= SuperCamp =

International educational summer camp

SUPERCAMP is an international educational summer camp program founded in 1982 which introduces students to accelerated learning academic skills and life skills. The program is held in several different locations around the world.

SuperCamp is run by the Quantum Learning Network (QLN), a California-based educational organization. The SuperCamp program aims to teach students skills which will make studying any subject a faster, easier, more enjoyable and less stressful process. The camp's life skills curriculum focuses on developing communication skills, building stronger personal relationships with family and friends, developing teamwork and leadership ability, boosting creativity and problem-solving ability, and setting clear goals. The camp uses metaphors such as an outdoor ropes course and board-breaking to help students develop strategies for overcoming barriers to success.

==History==
The President of the QLN, Bobbi DePorter, first studied accelerated learning methods with Dr. Georgi Lozanov in the 1970s. These methods became the basis of the SuperCamp program which DePorter co-founded in the early 1980s with Eric Jensen and Greg Simmons and further developed with husband/partner, Joe Chapon. The first SuperCamp was held in 1982 at Kirkwood Meadows, California.

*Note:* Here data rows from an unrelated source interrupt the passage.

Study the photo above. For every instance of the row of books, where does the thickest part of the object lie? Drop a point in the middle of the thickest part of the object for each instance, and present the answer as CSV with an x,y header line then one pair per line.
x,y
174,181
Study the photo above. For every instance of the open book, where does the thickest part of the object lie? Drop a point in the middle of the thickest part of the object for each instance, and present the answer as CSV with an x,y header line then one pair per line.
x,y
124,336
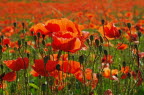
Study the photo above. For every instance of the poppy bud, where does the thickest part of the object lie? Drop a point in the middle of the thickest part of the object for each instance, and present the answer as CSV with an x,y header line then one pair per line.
x,y
97,42
81,59
91,37
129,25
58,67
102,21
46,58
15,24
105,52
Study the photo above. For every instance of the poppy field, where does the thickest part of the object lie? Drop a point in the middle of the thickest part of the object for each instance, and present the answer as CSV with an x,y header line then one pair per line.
x,y
71,47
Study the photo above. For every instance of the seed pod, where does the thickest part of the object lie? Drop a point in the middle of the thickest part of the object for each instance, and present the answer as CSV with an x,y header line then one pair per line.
x,y
81,59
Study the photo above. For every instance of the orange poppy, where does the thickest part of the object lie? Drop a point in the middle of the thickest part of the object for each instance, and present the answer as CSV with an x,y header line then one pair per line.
x,y
63,24
126,71
11,76
110,31
18,64
44,68
3,85
39,28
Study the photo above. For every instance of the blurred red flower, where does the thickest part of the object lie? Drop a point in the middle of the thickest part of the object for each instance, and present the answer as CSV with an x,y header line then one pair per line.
x,y
18,64
44,69
11,76
68,42
110,31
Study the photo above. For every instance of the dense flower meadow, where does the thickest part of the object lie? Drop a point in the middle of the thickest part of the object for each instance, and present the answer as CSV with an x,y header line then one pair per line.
x,y
72,47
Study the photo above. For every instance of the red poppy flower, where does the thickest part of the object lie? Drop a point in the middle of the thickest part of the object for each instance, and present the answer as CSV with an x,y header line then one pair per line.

The program has since grown rapidly. Presently, camps are held every summer at several college campuses throughout the United States, including Stanford University, UCLA, Loyola Marymount University, UC Berkeley, Wake Forest University, Loyola University Chicago, Kent State University, University of South Florida, and Brown University.

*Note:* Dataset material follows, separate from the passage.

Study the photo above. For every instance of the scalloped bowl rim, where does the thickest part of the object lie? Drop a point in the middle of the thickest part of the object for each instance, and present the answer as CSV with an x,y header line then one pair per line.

SuperCamp was first held outside the United States in 1990, when camps were conducted in Moscow and Singapore. The program is now held every year in various countries in Asia, Europe, Central America, Australia, and North America. In 2019, SuperCamp hosted a program at Stanford University for 22 Bermudian students.

==Curriculum==
SuperCamp programs teaches academic skills such as Quantum Strategies, test-taking, time-management and organizational skills, Quantum Reading, a speed reading course, Quantum Writing, which designs methods of overcoming writer's block, note-taking, memory improvement, SAT / ACT preparatory courses and life skills such as the "8 Keys of Excellence"

==Program levels==
The following SuperCamp programs are conducted the United States:

- Junior Forum - 7-day camp, ages 11–13
- Senior Forum - 10-day camp, ages 14–18
- Leadership Team - 10-day camp at Senior Forum for past Senior Forum graduates only, ages 15–18
- Leadership Forum - 7-day camp, ages 16–19 (for past Leadership Team graduates only)
- Quantum U - 8-day camp, ages 18–21

Variations on this structure exist outside the United States in order to make the program relevant and appropriate for students in the local school system in each country where the camp is held. A "Youth Forum" program for ages 8–10 used to be run in the US and continues to be held overseas.